А потом бал. Что вы думаете - он еще и танцевать со мной пошел! Кинул косточку. Этот тур навек запечатлен в анналах. Его руки лежат на моих плечах; мои руки осязают шерстяные рубчики его пиджака и готовы приклеиться к рубчикам навсегда. Я умираю от любви. Уже никаких других желаний - только бессмертная любовь. Сердце в груди бьется. Как птица. Увеличивается и заполняет весь объем. Я - сплошное сердце. Я прикасаюсь к моему ненаглядному пиджаку непосредственно сердцем, а не пальцами.
Окружающий бальный народ с любопытством смотрит на нас, все всё знают. Моя любимая подруга по окончании тура говорит, что у меня было абсолютно белое лицо и она даже готовилась подхватить меня, если я упаду в обморок. Но я не упала, очень хорошо, нельзя же так, дорогая моя.
После бала - спуск на воду. Это означает, что на набережной нас ждут фейерверк, рассвет и катание по водохранилищу на пароходах. Шествие от школы, всем миром. У меня побаливают в кровь растертые новыми туфлями ноги. Я не в силах обратить на это внимание, поскольку у меня как бы нет уже ни ног, ни рук, одно сплошное сердце и, может быть, еще немного - губы.

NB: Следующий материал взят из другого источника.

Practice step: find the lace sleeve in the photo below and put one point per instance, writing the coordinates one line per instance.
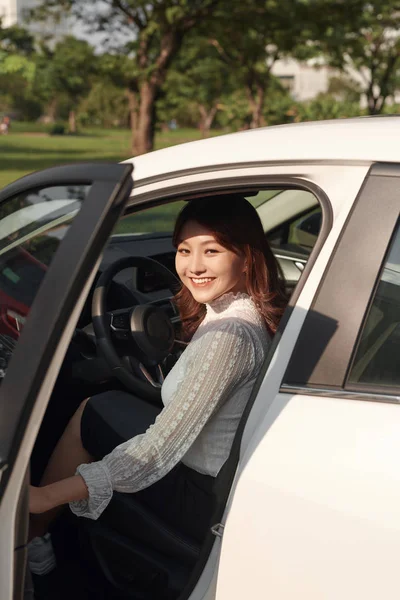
(217, 361)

Идем к воде по ночному городу, быстро превращающемуся в утренний. Я плыву в окружении своих друзей, он, Н, топает сам по себе. Иногда его задевают попутными разговорами мимо проходящие группки и компашки. Между нами метров пять. Он впереди, мы позади. Вот-вот за поворотом блеснет утренняя вода. Пришли на набережную. Загрохотали салюты. Впереди - трап на белый пароходик. Я держусь за подругу, свет очей моих. За родную и любимую, которая в момент приближения к трапу забирает у меня свою надежную и верную руку, ускоряет свои шаги и у самого начала трапа, под россыпью феерических огней действительно шикарного салюта, догоняет Н. Они вместе восходят по трапу. Она держит его под руку и напевает брачный марш господина Мендельсона. Феерические звездочки все до единой посыпались прямо в мои глаза...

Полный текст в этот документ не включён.